Packagist now blocks malicious package versions by default via Aikido Intel

The morning's bright spot: Packagist has wired Aikido's malware feed into Composer so known-bad package versions are blocked at install by default β€” registry-level interdiction of the same publish-a-malicious-version attack that hit ShapedPlugin and the npm PostCSS typosquats this week. PHP joins npm and PyPI in pushing supply-chain defence down to the registry, where it stops the most users with the least effort. Nothing to action; note it as the direction of travel, and one fewer ecosystem relying purely on post-hoc takedowns.

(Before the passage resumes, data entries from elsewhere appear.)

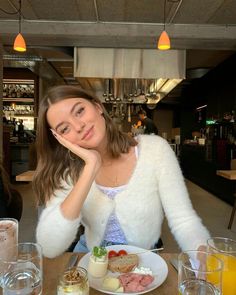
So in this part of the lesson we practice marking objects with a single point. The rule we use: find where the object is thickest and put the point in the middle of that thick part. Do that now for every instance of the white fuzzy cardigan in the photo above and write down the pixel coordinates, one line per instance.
(156, 184)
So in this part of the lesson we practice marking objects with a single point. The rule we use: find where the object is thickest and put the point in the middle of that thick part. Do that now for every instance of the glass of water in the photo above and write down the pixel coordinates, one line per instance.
(22, 272)
(199, 272)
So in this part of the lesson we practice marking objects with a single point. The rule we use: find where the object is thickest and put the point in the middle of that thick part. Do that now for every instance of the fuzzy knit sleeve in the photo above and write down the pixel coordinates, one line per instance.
(184, 223)
(54, 232)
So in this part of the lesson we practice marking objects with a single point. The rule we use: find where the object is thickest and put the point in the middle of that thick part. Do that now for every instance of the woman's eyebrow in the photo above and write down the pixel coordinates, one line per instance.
(71, 111)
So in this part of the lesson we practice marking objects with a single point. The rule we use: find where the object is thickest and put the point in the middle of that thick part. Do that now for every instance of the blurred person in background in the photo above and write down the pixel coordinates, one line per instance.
(11, 204)
(149, 125)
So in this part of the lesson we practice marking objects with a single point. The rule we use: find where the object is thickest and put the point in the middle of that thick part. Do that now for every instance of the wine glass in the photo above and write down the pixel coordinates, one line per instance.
(22, 272)
(199, 272)
(225, 249)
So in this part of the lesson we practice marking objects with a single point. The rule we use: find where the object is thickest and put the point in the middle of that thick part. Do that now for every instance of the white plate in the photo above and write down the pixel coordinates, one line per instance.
(148, 259)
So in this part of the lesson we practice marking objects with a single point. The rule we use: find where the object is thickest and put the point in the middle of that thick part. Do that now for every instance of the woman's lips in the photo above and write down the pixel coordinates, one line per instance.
(88, 134)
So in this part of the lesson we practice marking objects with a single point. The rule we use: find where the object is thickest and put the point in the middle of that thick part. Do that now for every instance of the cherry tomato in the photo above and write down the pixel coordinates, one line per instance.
(122, 252)
(112, 253)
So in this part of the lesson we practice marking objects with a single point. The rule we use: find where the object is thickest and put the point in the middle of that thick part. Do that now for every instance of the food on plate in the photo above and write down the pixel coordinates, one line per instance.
(112, 284)
(124, 263)
(133, 282)
(113, 253)
(98, 262)
(122, 252)
(143, 270)
(74, 281)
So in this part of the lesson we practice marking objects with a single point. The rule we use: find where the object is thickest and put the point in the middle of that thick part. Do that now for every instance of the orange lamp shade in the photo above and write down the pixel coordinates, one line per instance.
(164, 41)
(19, 43)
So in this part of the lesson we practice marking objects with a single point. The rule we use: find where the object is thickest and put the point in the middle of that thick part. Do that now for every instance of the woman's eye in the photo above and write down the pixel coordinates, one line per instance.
(79, 111)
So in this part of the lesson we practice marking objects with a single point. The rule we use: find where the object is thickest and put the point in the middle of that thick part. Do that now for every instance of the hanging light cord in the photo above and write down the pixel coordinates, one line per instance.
(164, 21)
(19, 16)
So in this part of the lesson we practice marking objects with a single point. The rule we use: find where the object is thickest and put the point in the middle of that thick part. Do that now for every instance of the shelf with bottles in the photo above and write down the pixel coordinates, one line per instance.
(13, 109)
(18, 90)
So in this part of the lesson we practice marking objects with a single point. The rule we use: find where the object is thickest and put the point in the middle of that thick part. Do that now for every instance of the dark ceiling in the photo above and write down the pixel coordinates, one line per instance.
(204, 28)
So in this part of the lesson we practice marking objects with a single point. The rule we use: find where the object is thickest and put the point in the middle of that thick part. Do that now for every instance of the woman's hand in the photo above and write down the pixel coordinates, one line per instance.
(90, 157)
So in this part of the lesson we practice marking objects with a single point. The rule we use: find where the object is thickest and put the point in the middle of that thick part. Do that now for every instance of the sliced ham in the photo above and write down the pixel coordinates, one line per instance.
(133, 282)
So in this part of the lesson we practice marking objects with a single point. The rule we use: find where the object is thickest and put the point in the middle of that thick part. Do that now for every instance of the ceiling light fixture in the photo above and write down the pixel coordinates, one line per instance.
(164, 40)
(19, 43)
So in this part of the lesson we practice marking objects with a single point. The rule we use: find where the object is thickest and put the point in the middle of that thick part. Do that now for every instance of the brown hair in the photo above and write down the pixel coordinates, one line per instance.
(54, 162)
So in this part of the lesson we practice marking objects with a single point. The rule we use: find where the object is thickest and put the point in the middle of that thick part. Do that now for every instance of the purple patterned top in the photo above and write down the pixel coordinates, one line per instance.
(113, 232)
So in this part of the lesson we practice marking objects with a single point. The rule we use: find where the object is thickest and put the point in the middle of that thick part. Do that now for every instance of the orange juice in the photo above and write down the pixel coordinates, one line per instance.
(228, 274)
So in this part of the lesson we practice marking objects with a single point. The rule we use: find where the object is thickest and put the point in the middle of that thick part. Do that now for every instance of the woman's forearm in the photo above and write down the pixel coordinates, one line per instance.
(73, 203)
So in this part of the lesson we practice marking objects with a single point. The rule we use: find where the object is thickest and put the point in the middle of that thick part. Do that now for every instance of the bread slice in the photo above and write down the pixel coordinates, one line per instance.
(124, 263)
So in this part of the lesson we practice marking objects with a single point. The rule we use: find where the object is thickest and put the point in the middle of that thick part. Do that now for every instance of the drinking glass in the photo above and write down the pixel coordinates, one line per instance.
(199, 272)
(22, 271)
(225, 249)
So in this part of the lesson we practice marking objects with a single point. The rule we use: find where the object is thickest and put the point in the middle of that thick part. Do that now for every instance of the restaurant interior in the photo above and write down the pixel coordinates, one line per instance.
(110, 47)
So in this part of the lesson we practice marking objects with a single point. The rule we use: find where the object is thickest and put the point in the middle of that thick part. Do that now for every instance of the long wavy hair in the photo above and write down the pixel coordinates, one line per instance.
(54, 162)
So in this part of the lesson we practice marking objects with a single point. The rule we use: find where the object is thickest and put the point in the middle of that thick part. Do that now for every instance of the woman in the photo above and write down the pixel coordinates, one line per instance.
(90, 173)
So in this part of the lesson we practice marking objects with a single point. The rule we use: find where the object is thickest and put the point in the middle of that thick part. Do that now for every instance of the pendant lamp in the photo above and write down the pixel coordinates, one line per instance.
(164, 40)
(19, 43)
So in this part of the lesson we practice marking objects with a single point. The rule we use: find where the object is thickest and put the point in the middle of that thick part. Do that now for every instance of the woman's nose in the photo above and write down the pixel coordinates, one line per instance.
(79, 125)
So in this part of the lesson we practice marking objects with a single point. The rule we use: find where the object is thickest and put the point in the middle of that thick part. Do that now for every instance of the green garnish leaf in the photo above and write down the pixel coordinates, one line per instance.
(99, 251)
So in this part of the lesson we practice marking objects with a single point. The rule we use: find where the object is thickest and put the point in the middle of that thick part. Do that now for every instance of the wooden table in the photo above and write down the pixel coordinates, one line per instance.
(25, 176)
(53, 268)
(231, 175)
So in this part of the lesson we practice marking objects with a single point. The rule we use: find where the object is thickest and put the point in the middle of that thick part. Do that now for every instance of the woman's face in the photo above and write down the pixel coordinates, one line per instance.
(79, 121)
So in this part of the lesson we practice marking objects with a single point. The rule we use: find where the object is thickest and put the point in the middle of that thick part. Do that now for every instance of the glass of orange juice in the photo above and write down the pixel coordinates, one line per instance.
(225, 250)
(196, 276)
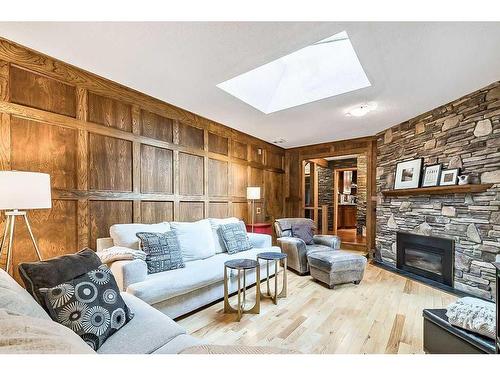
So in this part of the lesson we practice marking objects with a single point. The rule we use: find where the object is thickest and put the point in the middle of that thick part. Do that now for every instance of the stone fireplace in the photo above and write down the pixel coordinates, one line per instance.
(426, 256)
(462, 134)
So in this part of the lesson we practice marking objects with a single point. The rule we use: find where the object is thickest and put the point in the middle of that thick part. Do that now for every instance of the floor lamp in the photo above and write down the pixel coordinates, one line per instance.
(253, 194)
(21, 191)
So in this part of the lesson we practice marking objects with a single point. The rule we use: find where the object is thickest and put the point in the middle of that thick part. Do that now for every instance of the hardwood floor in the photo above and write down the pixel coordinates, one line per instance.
(381, 315)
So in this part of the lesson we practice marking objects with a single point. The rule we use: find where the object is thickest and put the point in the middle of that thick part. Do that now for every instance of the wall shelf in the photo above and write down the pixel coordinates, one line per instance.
(439, 190)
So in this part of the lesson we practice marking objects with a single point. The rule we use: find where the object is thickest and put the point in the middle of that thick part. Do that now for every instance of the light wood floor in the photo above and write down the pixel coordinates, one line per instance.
(381, 315)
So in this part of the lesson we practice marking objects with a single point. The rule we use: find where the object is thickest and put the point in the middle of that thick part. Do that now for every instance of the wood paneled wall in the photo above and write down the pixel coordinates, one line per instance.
(119, 156)
(293, 189)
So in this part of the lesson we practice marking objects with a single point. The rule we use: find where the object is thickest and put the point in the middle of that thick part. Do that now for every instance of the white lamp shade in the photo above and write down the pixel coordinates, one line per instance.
(24, 190)
(253, 192)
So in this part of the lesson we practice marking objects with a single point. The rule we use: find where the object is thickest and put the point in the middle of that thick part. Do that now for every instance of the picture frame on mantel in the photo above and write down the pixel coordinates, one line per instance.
(449, 177)
(408, 174)
(432, 175)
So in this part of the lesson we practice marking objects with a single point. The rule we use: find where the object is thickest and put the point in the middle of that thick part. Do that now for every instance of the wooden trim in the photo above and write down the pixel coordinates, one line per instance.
(439, 190)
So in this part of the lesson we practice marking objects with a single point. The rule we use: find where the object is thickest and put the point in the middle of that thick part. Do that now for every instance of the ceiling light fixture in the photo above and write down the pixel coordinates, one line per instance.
(362, 109)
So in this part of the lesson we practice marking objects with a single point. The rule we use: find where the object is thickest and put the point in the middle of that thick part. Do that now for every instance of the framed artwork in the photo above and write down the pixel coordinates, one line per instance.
(448, 177)
(408, 174)
(432, 173)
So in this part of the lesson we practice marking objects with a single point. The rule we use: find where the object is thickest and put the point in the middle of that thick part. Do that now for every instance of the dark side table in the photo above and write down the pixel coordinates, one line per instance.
(242, 266)
(276, 258)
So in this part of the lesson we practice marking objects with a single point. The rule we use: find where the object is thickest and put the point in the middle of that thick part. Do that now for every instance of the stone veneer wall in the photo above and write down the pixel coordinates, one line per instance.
(464, 133)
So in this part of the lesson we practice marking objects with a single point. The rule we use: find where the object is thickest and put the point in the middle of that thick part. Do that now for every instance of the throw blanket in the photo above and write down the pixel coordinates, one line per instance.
(116, 253)
(473, 314)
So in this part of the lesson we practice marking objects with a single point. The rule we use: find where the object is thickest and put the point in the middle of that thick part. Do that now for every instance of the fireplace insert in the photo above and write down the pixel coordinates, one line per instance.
(426, 256)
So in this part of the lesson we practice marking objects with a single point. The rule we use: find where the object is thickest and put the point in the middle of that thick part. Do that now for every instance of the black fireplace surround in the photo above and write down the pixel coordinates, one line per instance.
(426, 256)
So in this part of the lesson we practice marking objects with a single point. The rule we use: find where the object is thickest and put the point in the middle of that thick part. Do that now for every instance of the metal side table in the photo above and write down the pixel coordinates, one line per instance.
(276, 257)
(242, 265)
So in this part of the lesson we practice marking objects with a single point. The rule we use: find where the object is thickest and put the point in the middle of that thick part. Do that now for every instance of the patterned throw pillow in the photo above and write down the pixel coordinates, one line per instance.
(304, 231)
(235, 237)
(90, 305)
(163, 252)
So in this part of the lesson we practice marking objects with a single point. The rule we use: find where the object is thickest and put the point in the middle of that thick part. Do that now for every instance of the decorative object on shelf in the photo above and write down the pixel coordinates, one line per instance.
(408, 174)
(22, 191)
(253, 194)
(432, 173)
(448, 177)
(464, 179)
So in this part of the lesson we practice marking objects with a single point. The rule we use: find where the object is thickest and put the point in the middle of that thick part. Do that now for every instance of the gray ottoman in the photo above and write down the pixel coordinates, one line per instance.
(334, 267)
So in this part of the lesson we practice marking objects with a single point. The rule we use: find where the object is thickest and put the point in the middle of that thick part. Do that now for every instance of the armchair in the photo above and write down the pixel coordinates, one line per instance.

golang.org/x/crypto/ssh: last night's coordinated disclosure lands as ten canonical advisories

GitHub published the per-CVE advisories for the x/crypto/ssh batch we triaged last night: the knownhosts @revoked auth bypass (CVE-2026-42508), the FIDO/U2F user-presence bypass (CVE-2026-39831), agent destination-constraint stripping (CVE-2026-39832), and the DoS/panic siblings (CVE-2026-39834, -39829, -46597, -39827, -39835, -39828, -46598). Same vulnerabilities, same fix β€” golang.org/x/crypto 0.52.0 β€” already done if you patched off the 06-25 critical. Logged as context so the formal IDs are on the record; no new exploitation and nothing to do you haven't already done.

Turla deploys new .NET STOCKSTAY backdoor against Ukraine and Italy-policy targets

Google attributes a previously undocumented .NET backdoor, STOCKSTAY, to Russia's Turla, used against Ukrainian government/military targets and entities tied to Italian foreign policy. Not a package-registry attack, but it rhymes with the week's theme of bespoke .NET implants and living off trusted tooling β€” and Turla has a long history of hijacking other actors' infrastructure. Context only; relevant if you model state-actor TTPs against your surface.